My friend Jane and I were on a cross-country drive, now nearly 20 years ago, to visit my aunt in New Mexico. We stopped in Dallas, Texas, to spend the night and see "the grassy knoll" where President Kennedy was shot.
We also went into NeimanMarcus. That was such a fabulous department store. We just knew we were shopping among people that owned oil wells and lived soap opera lives.
There was a clearance floor and we found a lot of stuff there. I still have a box that something came in that says Neiman-Marcus on it. I have no clue what was in the small, white box though.
We also wandered the other floors and in one section there was a huge display of scarves. I love anything I can wrap up in and I spent an enjoyable bit of time touching and examining all the pretty fabrics and colors.

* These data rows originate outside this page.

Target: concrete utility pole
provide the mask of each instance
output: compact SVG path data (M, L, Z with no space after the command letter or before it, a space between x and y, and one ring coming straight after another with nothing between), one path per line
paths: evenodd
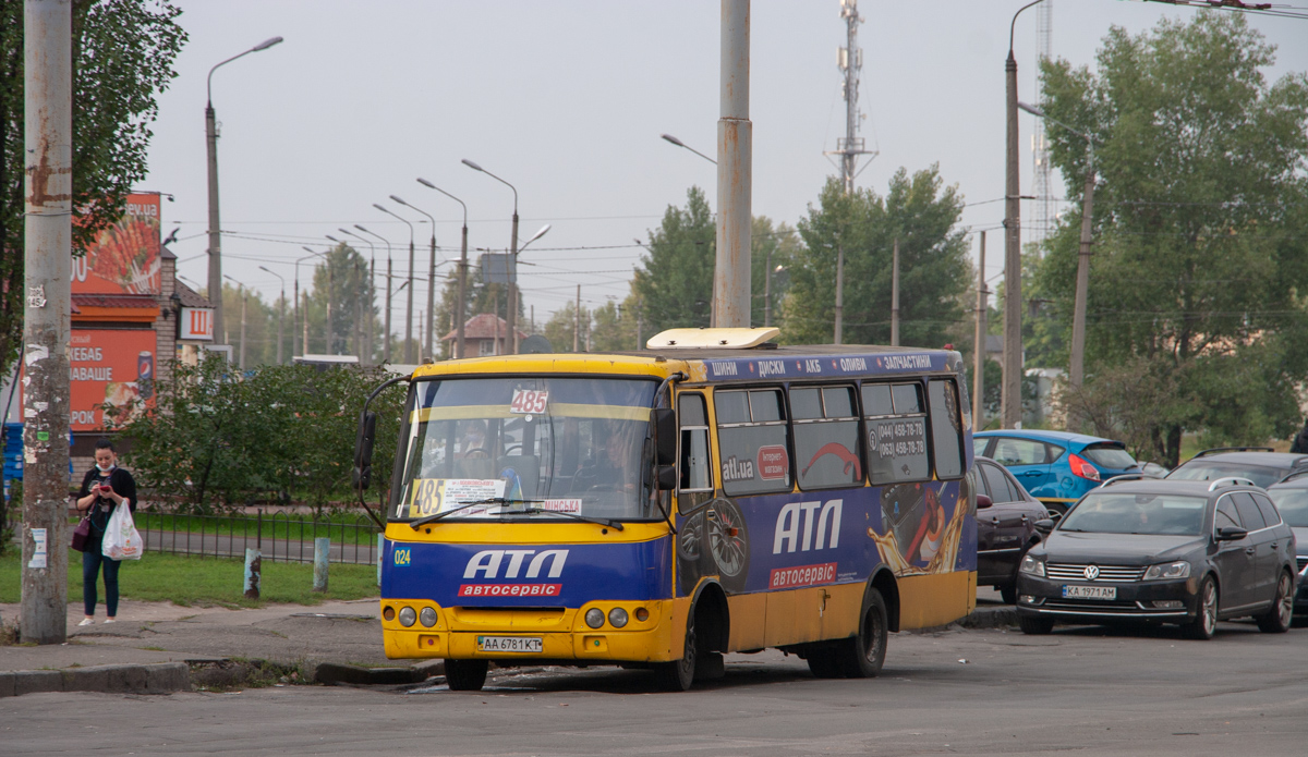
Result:
M858 0L840 0L840 17L845 20L845 47L836 51L840 65L841 89L845 95L845 136L836 140L836 149L827 156L840 156L840 177L845 193L854 193L854 177L858 175L858 156L876 157L875 150L867 150L866 141L858 136L862 112L858 110L858 72L863 69L863 50L858 46L858 25L863 18L858 14Z
M990 290L985 288L985 231L981 231L981 252L977 259L977 337L976 337L976 354L973 358L972 367L972 430L980 431L985 428L985 420L981 417L981 411L985 403L981 401L981 392L985 391L985 332L986 332L986 315L989 315L990 305L986 302L986 295Z
M749 0L722 0L718 235L713 326L749 327L753 124L749 122Z
M1022 425L1022 193L1018 173L1018 59L1012 55L1012 31L1018 16L1041 0L1028 3L1012 14L1008 25L1008 59L1003 64L1007 90L1007 166L1005 180L1003 254L1003 384L999 424L1005 429Z
M455 358L462 358L463 357L463 322L467 320L467 306L464 305L464 301L467 299L467 290L468 290L468 207L463 204L463 200L455 197L454 195L446 192L445 190L442 190L441 187L437 187L436 184L433 184L432 182L428 182L426 179L419 178L417 183L422 184L424 187L426 187L429 190L436 190L437 192L441 192L442 195L445 195L446 197L454 200L455 203L458 203L463 208L463 239L462 239L462 242L459 244L459 299L455 303L455 307L458 310L454 314L455 315L455 318L454 318L454 320L455 320L454 328L455 328L455 332L458 333L456 341L455 341L455 346L454 346L454 350L455 350L454 352L454 357ZM532 320L535 320L535 318L532 318Z
M899 239L891 258L891 346L899 346Z
M209 184L209 303L213 305L213 333L225 335L222 322L222 225L218 220L218 127L213 112L213 72L232 63L238 58L245 58L251 52L268 50L281 42L280 37L264 39L250 50L218 63L209 69L209 76L204 85L204 146L208 153L208 184ZM224 336L224 341L226 337Z
M24 642L68 628L68 339L72 294L72 3L24 4Z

That's until I saw "the" scarf/shawl. Then I fell madly in love. This beautiful thing was black velvet with an intricate design burned into it. No, I don't know why or how they burn it, in fact, it's probably not burned at all. But it was beautiful, stunning. I wanted it. And it was on sale!
I don't remember the original price. But the sale price was $200.
I kept telling myself that we still had a week or so left of our trip, that we were going to a souvenir shop in Mexico one day and $200 for a shawl I had no need for at all was way out of my price range.
But I loved that shawl. It hurt my heart to hang it back up and walk away without buying it.
To this day, when I remember it, which I do frequently, I regret not buying it.